Q 葬儀や法事に参列した時の心がけを教えて下さい。
A

 葬儀のときや、四十九日忌のように葬儀に近いうちの法事では、遺族・親族をはじめ参列される方々は悲しみの内にあることでしょう。またそのような中でも、葬儀・法事を滞りなく進めるべく遺族の方々は緊張の中にあり、心身共に負担がかかっているはずです。こうした当然の事情をふまえ、参列者は常識的な気遣いを心がければよいはずです。

 例えば、全体の進行を遅らせるようなことを慎むべきです。自分に対する応対にあまり時間をかけさせないようにする、焼香をするときなどに必要以上に丁寧に時間をかけたり、大げさな感情表現をしない、無用の譲り合いをしないなど、いくらでも細かい気遣いができるはずです。また、故人に近い人々の心情をその人の立場で考えれば、話題にも注意すべきでしょう。段取りに多少の落ち度があったとしても、それをあげつらっているようでは何をしに来たのかわかりません。

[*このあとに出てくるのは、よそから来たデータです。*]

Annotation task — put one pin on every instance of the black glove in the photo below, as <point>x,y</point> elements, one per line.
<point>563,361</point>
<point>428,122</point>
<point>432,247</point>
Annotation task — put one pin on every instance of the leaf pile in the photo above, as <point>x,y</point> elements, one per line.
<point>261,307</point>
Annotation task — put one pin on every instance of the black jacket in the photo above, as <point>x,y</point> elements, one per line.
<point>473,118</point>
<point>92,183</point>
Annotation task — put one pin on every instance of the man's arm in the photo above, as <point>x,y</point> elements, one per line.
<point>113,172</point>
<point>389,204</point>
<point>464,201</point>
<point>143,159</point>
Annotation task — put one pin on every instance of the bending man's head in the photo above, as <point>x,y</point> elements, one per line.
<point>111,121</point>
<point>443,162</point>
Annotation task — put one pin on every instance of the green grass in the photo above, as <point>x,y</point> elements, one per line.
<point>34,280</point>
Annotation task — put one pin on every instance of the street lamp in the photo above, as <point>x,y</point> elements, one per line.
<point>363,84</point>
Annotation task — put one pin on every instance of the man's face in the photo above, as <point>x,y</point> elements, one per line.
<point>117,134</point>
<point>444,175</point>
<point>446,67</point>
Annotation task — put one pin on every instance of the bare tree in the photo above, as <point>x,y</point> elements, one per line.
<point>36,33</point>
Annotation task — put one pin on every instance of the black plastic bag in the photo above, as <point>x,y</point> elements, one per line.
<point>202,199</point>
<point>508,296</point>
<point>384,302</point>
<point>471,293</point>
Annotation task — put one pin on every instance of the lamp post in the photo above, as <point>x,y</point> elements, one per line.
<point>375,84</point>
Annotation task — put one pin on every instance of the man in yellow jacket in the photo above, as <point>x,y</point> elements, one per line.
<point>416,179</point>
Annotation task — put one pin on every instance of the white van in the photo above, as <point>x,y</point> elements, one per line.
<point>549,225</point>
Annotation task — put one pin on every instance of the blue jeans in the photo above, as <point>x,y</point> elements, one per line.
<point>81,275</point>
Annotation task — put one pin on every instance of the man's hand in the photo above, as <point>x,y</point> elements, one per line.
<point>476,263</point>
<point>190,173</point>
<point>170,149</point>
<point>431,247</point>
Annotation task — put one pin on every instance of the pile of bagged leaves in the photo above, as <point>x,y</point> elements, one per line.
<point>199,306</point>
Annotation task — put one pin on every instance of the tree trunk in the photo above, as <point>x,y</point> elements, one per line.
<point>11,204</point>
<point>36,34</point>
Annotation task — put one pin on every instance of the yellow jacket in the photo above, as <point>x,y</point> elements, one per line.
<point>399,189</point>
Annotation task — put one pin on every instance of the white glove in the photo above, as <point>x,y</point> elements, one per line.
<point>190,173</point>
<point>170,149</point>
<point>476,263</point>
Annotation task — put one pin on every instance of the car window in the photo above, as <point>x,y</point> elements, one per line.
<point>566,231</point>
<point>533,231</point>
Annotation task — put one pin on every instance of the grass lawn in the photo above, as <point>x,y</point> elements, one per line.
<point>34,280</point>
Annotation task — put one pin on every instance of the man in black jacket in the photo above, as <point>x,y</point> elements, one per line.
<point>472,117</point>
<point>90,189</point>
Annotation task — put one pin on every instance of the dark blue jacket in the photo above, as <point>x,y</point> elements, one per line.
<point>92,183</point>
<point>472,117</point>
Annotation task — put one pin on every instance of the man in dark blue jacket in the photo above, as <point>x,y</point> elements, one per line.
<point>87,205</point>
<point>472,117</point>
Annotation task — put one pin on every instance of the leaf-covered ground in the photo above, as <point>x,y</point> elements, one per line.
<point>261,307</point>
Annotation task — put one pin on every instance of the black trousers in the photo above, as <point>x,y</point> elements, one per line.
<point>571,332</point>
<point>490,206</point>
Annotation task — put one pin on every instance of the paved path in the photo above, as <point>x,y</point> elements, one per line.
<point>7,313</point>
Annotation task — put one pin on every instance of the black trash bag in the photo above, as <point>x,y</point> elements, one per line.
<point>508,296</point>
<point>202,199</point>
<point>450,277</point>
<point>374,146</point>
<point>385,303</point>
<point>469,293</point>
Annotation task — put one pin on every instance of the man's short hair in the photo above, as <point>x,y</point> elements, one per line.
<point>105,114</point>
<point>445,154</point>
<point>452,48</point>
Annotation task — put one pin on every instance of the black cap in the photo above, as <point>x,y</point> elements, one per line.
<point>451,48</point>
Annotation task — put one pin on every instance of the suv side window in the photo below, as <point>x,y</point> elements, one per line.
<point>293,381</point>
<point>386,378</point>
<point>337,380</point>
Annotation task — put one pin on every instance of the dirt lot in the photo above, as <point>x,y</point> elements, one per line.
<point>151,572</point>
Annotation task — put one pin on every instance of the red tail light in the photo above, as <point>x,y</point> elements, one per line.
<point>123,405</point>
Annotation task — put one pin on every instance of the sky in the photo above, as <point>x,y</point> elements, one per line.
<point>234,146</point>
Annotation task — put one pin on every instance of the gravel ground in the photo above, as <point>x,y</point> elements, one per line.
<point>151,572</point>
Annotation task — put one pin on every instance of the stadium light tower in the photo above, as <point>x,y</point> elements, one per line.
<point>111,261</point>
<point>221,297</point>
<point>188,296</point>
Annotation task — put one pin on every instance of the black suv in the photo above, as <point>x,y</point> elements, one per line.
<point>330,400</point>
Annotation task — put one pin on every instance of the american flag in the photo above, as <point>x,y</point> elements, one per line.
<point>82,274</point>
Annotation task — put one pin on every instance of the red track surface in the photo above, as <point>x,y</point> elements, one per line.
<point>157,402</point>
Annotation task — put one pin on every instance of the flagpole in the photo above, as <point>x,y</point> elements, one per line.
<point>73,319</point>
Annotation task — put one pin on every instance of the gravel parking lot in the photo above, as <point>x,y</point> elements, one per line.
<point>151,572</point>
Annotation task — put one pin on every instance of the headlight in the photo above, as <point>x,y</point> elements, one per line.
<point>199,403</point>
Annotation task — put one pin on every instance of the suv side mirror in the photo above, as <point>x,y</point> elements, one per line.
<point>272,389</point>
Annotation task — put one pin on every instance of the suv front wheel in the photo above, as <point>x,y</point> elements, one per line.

 法事とは、もともとは広く仏教の行事を指していましたが、現在では亡くなった方のために供養することをいいます。しかしながら、「故人のため」という限定的な捉え方では、葬儀・法事の意義は尽くせません。法事に参列する人々が故人を偲び、改めてその恩に報いてしっかりと人生を歩む気持ちを起こすことは、やがて広く社会・人々のためになるはずです。こうしたことに思いを巡らすなら、おのずと参列の心がけも深く考えることになるでしょう。そして、実はこの「他人を気遣ってよく考えて言動する」ことこそ、「仏教に基づいた儀式」としての法事の重要な意義のひとつと考えるべきでしょう。